Re: URI: Name or Network Location? from Patrick Stickler on 2004-01-26 (www-rdf-interest@w3.org from January 2004)

From: Patrick Stickler <patrick.stickler@nokia.com>
Date: Mon, 26 Jan 2004 10:26:50 +0200
To: "ext Phil Dawes" <pdawes@users.sourceforge.net>
Cc: ext Sandro Hawke <sandro@w3.org>, "ext Hammond, Tony (ELSLON)" <T.Hammond@elsevier.com>, "Thomas B. Passin" <tpassin@comcast.net>, ext Jeremy Carroll <jjc@hplb.hpl.hp.com>, www-rdf-interest@w3.org
Message-Id: <635B7CDA-4FD9-11D8-8079-000A95EAFCEA@nokia.com>

On Jan 23, 2004, at 06:28, ext Phil Dawes wrote:

> Hi Patrick,
>
> Patrick Stickler writes:
>>
>> http: based PURLs work just fine. As I've pointed out before, you
>> can accomplish all that you aim to accomplish with the info: URI
>> scheme by simply using http: URIs grounded in your top level
>> domain, delegating control of subtrees of that namespace to the
>> various managing entities per each subscheme (the same is true
>> of urn: URIs). Then each http: URI can be associated with an
>> alias to which it redirects, as well as allow for access to
>> metadata descriptions via solutions such as URIQA[1]. E.g.
>> rather than
>>
>>     info:lccn/n78890351
>>
>> you'd have
>>
>>     http://info-uri.info/lccn/n78890351
>>
>
> But if these are non-dereferencible URIs,

They are not non-dereferencable. They simply may not resolve to
any representations. There's a difference.
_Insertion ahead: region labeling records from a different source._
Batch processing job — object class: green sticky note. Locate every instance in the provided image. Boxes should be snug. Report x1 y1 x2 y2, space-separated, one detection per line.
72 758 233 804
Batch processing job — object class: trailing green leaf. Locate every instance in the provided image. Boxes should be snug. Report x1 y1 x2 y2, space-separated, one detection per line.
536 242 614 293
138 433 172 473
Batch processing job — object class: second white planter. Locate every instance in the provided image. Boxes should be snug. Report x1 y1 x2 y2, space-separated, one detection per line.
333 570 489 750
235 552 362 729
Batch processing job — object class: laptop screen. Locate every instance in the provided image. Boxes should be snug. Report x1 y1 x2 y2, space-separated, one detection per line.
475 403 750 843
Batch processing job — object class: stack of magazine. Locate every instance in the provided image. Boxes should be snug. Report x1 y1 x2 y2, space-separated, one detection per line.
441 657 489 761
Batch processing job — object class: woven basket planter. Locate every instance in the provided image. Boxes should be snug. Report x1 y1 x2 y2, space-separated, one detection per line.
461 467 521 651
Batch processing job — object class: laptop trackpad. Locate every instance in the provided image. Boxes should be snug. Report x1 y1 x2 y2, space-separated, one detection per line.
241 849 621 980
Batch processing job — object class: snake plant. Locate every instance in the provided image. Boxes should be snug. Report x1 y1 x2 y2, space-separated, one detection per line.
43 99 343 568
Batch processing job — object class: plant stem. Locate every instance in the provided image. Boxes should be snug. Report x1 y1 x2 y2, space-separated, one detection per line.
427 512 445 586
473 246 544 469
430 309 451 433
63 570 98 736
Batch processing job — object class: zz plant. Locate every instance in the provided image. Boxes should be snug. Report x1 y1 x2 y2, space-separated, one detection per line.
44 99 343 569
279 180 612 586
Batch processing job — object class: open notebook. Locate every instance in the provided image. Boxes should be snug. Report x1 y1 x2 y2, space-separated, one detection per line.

> how do you stop every RDF
> web-crawler, information gatherer and clueless agent on the planet
> from attempting to HTTP-GET/MGET the billions of URIs in the
> namespace?

Why would you care to?

And what if key authoritative knowledge *is*, by common good
practice, made available via resolution of those URIs? Why
would you want to prohibit such an effective means of
knowledge interchange?

> Unless I'm missing something, as the number of these scale up, so to
> do does the amount of resources used in tackling 404'd requests.
>

I'm sorry, but it seems to me that you are seeing ghosts and
phantoms where there are none.

If a GET or MGET to some URI fails to provide a useful response,
then it just does. And crawlers will just move on. But if those
requests *do* provide a useful response, then those indices are
all the more useful.

My "vision" is that there would arise a new breed of crawler that
would be gathering knowledge about resources (rather than merely
indexing textual content of representations) allowing for far
more precise, effective searching of web-accessible content.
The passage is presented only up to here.